I want to honor my friend, John. He acts all tough and vulgar like nothing bothers him, but I've seen him cry. In Iraq, it's all just endless brown, washed out. Sand, bricks, the sky so pale it's barely blue. The horizon goes on forever, no lines, no color. So when we came home, the green made him cry. The color you take for granted. He looks up at trees now still and I catch him bawling his eyes out.
After hearing this monologue from a fellow cast member during rehearsal for "The Veterans Play Project," Matt Delaney had to walk away for a minute, a thumb and forefinger pressed against the inner edges of his eyes.
Delaney, 46, of Coon Rapids, served 17 years in the Army, including a two-year tour in Iraq doing long-range surveillance.
"That's exactly what it's like," he said. "Brown and hot.
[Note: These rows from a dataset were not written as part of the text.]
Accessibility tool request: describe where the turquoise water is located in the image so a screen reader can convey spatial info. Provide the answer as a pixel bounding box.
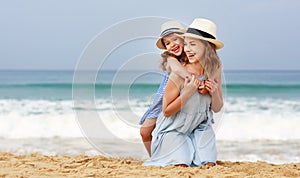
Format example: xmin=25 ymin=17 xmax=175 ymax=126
xmin=0 ymin=71 xmax=300 ymax=100
xmin=0 ymin=71 xmax=300 ymax=163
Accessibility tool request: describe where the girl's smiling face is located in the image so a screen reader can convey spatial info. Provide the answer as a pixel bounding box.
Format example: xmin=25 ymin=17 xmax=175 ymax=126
xmin=163 ymin=33 xmax=183 ymax=56
xmin=184 ymin=37 xmax=205 ymax=63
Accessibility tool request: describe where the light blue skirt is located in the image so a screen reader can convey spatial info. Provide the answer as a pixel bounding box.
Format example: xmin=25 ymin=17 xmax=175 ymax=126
xmin=139 ymin=73 xmax=170 ymax=125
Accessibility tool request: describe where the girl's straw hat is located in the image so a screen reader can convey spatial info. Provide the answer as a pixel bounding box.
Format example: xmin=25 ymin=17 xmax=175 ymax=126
xmin=156 ymin=20 xmax=186 ymax=49
xmin=182 ymin=18 xmax=224 ymax=49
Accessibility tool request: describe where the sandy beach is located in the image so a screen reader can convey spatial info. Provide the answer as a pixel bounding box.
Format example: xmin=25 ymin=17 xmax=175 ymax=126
xmin=0 ymin=153 xmax=300 ymax=178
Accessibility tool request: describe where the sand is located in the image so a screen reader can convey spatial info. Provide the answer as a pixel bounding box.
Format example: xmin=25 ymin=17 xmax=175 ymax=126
xmin=0 ymin=153 xmax=300 ymax=178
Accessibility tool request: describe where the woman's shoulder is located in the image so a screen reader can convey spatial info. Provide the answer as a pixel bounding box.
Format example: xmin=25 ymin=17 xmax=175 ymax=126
xmin=169 ymin=72 xmax=184 ymax=86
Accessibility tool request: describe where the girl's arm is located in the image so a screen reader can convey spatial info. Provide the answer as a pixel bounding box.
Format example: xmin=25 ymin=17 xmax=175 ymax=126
xmin=163 ymin=73 xmax=199 ymax=117
xmin=205 ymin=66 xmax=223 ymax=112
xmin=167 ymin=56 xmax=192 ymax=79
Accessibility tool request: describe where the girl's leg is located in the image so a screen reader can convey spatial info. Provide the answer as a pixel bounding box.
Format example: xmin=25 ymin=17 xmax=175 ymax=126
xmin=140 ymin=118 xmax=156 ymax=156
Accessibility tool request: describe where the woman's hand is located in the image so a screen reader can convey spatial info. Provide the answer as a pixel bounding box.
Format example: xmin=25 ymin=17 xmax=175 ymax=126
xmin=183 ymin=75 xmax=200 ymax=95
xmin=204 ymin=79 xmax=218 ymax=96
xmin=198 ymin=80 xmax=208 ymax=95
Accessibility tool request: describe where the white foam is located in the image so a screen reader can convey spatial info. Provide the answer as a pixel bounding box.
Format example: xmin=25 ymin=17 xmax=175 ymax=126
xmin=0 ymin=97 xmax=300 ymax=141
The only thing missing is the constant lingering smell over everything. No one had to tell you for you to know it was the smell of death. You never took a big deep breath over there like you do back home."
The play, which premieres Friday at Fort Snelling's Base Camp, was created by the troupe Footprints Collective and is being presented by Mixed Blood Theatre.
The stories being told are those of real military personnel, and two-thirds of the 20-member cast served in the military. Before writing a script and holding auditions, director Leah Cooper and her cohorts conducted several story circles with more than 100 veterans of conflicts from Vietnam and the first Gulf War to the more recent wars in Iraq and Afghanistan.
This group, which one vet in the cast joked has become its own platoon, is on a mission that is physically safer than any of those locales. But it has led them into some risky emotional territory. There are extra challenges for the theater pros as well, not least among them working with amateur actors who understandably bring a higher-than-average share of baggage along.
"We love the baggage," Cooper said. "That's why we invited them. What they lack in theater training they more than make up for in authentic world experience, profound emotion and deep perspective."